Protein identification and MS1 quantification was performed with MaxQuant (Cox and Mann, 2008) against the UniProt Human Reference Proteome. The MS/MS spectra were searched with fixed modification of Carbamidomethyl-Cysteine, variable modifications of oxidation (M), acetylation (protein N-term). Search parameters were set to an initial precursor ion tolerance of 0.07 Da, MS/MS tolerance at 40 ppm and requiring strict tryptic specificity with a maximum of two missed cleavages. The minimum required peptide length was set to seven amino acids. Peptide identification FDR was set at 1%.

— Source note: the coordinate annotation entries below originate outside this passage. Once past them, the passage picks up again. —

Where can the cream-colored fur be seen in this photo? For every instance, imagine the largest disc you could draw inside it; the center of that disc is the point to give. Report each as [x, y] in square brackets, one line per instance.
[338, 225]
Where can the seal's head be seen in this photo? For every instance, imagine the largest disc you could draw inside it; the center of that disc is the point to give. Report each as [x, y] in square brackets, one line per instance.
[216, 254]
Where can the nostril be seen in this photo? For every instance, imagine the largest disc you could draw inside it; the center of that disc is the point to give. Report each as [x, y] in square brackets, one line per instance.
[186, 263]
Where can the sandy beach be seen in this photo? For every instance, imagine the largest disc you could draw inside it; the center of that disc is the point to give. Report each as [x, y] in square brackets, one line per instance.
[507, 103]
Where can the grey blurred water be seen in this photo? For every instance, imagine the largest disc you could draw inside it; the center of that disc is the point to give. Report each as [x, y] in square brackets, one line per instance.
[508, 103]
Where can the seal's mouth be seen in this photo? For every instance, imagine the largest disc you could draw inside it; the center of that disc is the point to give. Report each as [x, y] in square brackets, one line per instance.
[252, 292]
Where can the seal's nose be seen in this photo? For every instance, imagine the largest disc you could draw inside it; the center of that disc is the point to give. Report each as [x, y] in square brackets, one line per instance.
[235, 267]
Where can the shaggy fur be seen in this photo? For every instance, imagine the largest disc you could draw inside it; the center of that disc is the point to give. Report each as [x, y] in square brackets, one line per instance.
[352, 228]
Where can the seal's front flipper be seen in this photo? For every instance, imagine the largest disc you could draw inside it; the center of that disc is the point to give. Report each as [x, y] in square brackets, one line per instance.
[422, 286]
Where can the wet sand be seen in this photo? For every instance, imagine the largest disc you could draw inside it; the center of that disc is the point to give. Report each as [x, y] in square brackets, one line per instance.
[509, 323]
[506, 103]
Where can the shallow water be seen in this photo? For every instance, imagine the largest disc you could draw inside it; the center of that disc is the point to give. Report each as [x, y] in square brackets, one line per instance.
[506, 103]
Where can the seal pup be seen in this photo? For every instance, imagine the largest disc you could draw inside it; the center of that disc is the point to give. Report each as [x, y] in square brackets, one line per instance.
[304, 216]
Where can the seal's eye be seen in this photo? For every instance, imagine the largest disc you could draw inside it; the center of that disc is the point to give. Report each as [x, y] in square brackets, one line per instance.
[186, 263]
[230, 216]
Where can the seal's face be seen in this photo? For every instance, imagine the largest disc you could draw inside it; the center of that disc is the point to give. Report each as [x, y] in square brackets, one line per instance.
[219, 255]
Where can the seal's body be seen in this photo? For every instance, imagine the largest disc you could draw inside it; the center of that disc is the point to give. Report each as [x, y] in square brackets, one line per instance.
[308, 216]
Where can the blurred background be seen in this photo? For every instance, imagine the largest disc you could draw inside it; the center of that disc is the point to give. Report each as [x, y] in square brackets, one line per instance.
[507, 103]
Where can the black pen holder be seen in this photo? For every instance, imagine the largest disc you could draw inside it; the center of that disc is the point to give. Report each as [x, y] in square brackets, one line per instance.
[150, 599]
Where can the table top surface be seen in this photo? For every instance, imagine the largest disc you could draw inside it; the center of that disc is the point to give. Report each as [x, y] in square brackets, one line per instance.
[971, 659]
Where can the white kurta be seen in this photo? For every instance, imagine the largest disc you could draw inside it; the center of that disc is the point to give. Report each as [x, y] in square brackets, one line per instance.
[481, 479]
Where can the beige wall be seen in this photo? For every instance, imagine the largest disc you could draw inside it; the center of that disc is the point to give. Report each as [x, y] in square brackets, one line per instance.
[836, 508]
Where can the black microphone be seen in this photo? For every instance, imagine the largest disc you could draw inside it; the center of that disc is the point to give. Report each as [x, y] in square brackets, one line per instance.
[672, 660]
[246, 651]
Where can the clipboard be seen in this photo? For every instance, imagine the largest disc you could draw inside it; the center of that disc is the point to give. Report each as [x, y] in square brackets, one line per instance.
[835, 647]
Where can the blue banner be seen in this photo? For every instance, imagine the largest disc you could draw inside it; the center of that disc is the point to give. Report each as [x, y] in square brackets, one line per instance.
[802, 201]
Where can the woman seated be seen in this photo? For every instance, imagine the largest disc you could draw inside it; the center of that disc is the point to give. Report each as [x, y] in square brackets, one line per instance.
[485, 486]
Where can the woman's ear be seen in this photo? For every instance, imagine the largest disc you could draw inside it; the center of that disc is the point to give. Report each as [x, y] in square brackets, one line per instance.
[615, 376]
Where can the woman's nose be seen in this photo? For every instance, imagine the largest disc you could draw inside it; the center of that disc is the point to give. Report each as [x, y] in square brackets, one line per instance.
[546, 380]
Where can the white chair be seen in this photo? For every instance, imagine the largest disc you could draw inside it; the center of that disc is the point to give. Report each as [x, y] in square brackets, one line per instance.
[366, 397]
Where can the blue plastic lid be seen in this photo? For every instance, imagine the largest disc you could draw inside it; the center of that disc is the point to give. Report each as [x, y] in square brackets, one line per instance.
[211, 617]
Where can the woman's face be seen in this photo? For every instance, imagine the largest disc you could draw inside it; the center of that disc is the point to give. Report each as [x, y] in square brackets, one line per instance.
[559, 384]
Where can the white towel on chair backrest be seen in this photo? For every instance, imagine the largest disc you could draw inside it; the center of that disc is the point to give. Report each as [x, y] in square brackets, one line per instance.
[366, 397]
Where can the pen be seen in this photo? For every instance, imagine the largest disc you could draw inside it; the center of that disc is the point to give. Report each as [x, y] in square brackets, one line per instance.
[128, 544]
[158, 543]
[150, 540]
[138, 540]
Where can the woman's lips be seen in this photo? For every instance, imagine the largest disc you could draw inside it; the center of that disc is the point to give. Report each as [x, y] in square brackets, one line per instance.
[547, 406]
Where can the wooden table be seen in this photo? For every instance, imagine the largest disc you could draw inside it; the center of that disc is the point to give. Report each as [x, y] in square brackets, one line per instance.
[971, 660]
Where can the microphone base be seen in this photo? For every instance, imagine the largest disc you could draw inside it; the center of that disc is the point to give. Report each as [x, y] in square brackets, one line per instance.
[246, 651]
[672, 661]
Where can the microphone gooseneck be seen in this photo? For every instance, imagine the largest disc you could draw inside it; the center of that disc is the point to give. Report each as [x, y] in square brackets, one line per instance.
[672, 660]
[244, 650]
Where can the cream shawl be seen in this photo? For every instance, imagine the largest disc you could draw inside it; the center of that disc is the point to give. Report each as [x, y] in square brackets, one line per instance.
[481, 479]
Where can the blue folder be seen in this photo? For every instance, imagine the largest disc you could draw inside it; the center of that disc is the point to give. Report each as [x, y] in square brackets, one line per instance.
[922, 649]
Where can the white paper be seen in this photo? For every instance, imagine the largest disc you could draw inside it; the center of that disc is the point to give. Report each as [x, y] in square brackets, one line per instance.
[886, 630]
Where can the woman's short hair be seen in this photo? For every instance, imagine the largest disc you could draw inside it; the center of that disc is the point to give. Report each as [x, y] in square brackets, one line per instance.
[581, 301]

Co-immunoprecipitation and western blot

For MCF-7 cells expressing YFP and NLS-YFP-Pfn1(WT and S137D), nuclear extracts were prepared using a modified Stillman protocol (Méndez and Stillman, 2000). Briefly, approximately 5 × 106 cells were lysed with 200 μl hypotonic buffer A (10 mM HEPES, pH 7.9,10 mM KCl, 1.5 mM MgCl2, 0.34 M Sucrose, 10% Glycerol, 1 mM DTT, 0.1% Triton X-100, Protease and phosphatase inhibitor cocktails) for 15min on ice, and centrifuged at 1,300 g for 5 min. After removing cytosol, nuclei were washed once with buffer A without Triton X-100, and lysed with 200 μl nuclear buffer (10mM HEPES, pH 7.0, 200mM NaCl, 1mM EDTA, 0.5% NP-40, and protease-inhibitor cocktail) for 10 min on ice followed by centrifugation at 13,000 g for 10 min. Clarified nuclear lysates were incubated with 2 μg of the GFP antibody (DSHB, #12E6) overnight at 4°C with rotation and mixed with 30 μL of the protein G beads (CST, #9007S) at 4°C for 1-2 hr. The beads were then washed 3-5 times with IP buffer (40 mM Tris-Cl, pH 7.5, 150 mM NaCl, 2mM EDTA, 0.5% Triton X-100,10% glycerol, and 1 mM DTT), and heated at 95°C in SDS sample buffer for 5 min. For parental and shLUC or shENL-infected MCF-7 cells, approximately 5 × 106 cells were lysed with 800μl RIPA buffer (EMD Millpore, 20-188) and centrifuged at > 15,000 g for 10 min. 350 μl of clarified lysates were incubated for 3 hr at 4°C with 20 μL of protein G magnetic Dynabeads (Thermo Fisher, 10004D), and 3 μg of normal IgG, ENL, or Cyclin T1 antibodies. Beads were washed 6 times with cold PBS + 0.02% Tween-20, followed by heating in SDS sample buffer. All samples were subsequently analyzed by SDS-PAGE and western blot analysis.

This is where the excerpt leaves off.